Vargas Llosa added that to contemplate the vastness of the firmament “makes us realize how small and how fragile we are as inhabitants of this very tiny planet in comparison with the infinite planets which occupy a space which has no limits and which, according to the explanations of the astronomers, could be finite in time, that is to say may have a beginning, according to certain theories. But in my view Astronomy is a discipline which truly breaks down the boundaries between physics and metaphysics, so that as well as an aesthetic experience there is an experience which is not only scientific but also spiritual. In some way it brings us a little closer to the great search for who we are, from where we came, and where we are going, if there is something behind all this or whether it all arose just by chance, whether it needed a superior intelligence to ours to be able to understand and give it meaning, a rational trajectory to everything we see. These are questions which I am sure are asked by the astronomers who study and who investigate in a very quiet and self-sacrificing way, very far from public opinion, from average popular knowledge.

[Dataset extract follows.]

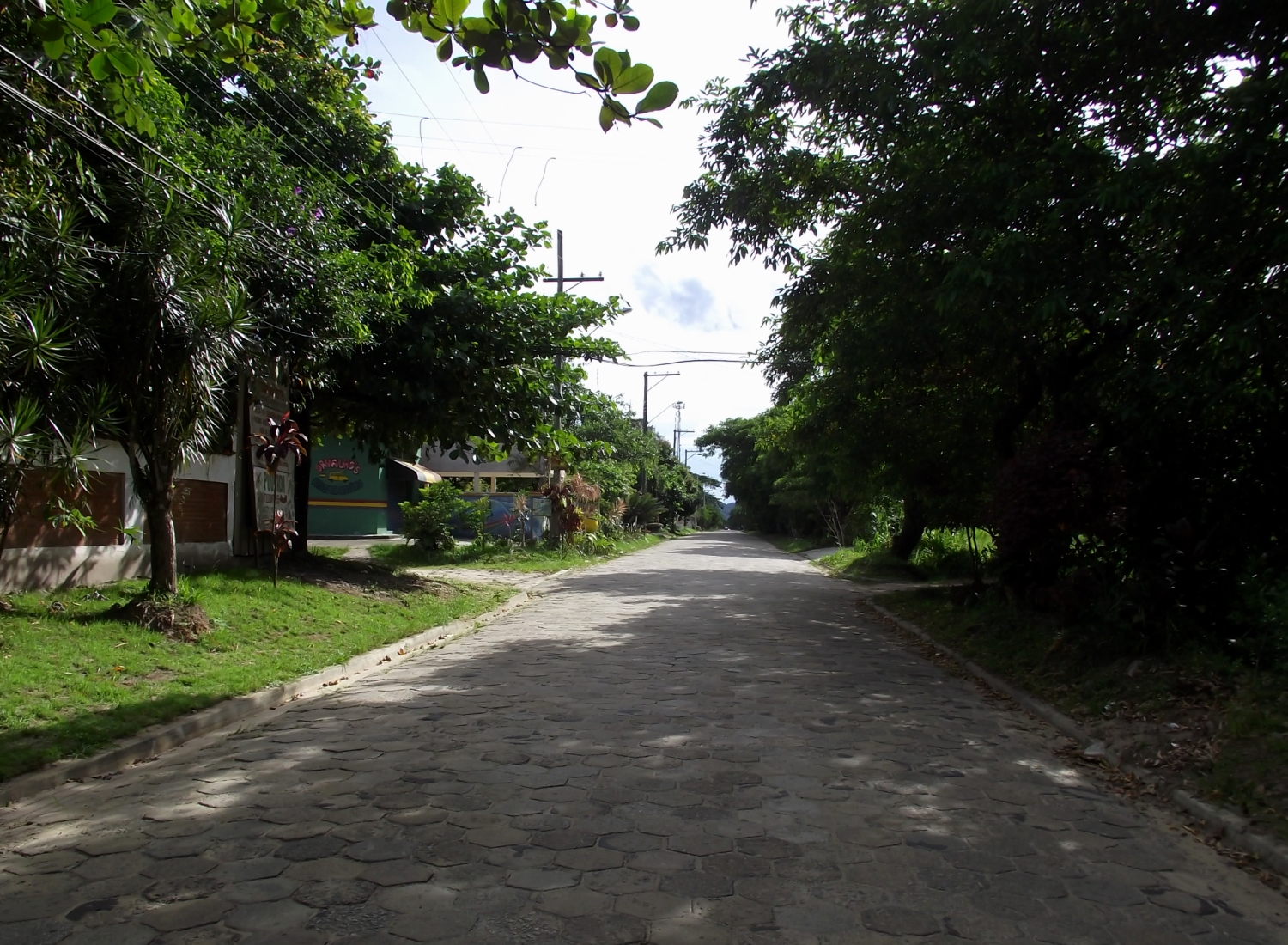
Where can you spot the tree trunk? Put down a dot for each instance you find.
(909, 533)
(165, 571)
(301, 415)
(154, 484)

So in all of these senses the experience, though very brief, has been intense and surely long lasting” ended the Nobel Laureate, after thanking the IAC for its invitation.

Hispanonamerican Writers’ Festival

Before the press conference Mario Vargas Llosa and Isabel Preysler had an encounter with the Canarian authors Juan José Armas Marcelo, Elsa López and Anelio Rodríguez Concepcion, together with other personalities from the Island.

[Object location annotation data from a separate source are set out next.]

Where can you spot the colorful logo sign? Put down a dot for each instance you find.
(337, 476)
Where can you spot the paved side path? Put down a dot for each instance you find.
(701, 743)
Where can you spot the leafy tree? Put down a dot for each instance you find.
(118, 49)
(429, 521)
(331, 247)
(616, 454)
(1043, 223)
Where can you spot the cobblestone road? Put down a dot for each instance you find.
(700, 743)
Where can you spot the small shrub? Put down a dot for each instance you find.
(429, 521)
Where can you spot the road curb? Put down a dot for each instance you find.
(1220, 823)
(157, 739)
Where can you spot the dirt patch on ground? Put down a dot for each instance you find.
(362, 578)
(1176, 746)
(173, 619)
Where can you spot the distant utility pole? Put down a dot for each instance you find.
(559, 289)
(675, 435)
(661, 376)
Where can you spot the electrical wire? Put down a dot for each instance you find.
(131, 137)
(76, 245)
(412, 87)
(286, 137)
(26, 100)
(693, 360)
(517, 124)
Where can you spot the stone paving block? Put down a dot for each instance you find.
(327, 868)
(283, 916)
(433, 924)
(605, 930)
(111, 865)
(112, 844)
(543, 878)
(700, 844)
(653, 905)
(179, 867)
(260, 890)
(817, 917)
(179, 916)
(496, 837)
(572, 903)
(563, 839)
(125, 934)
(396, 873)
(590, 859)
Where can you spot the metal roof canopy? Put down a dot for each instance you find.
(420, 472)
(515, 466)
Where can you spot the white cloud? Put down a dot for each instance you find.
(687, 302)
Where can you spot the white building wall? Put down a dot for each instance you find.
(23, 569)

The visit of authors to the Canaries promoted by the IAC has also contributed to the organization on La Palma of the Hispanoamerican Writers’ Festival. Its first edition will take place from 19tjh to 22nd of September in Los Llanos de Aridane, and will pay tribute to the English astrophysicist Stephen Hawking. This festival, which will be run by the La Palma write Nicolás Melini, and promoted by the Vargas Llosa Chair, directed by Juan Jesús Armas Marcelo, and the City Council of Los Llanos de Aridane (La Palma), with the collaboration of the Cervantes Institute, the University of Guadalajara Foundation, Canaries Culture on the web, the Tedote CiT, the “Hacienda de Abajo” Hotel, and the Instituto de Astrofísica de Canarias.

The Hispanoamerican Writers’ Festival aims at developing culture in the Spanish language via one of its main strengths, Spanish literature. It also aims to be a meeting point for authors from Spain and the Americas, with a specific point in offering a forum for Spanish writers from all of the Canary Islands. Vargas Llosa may attend this festival if his Schedule permits.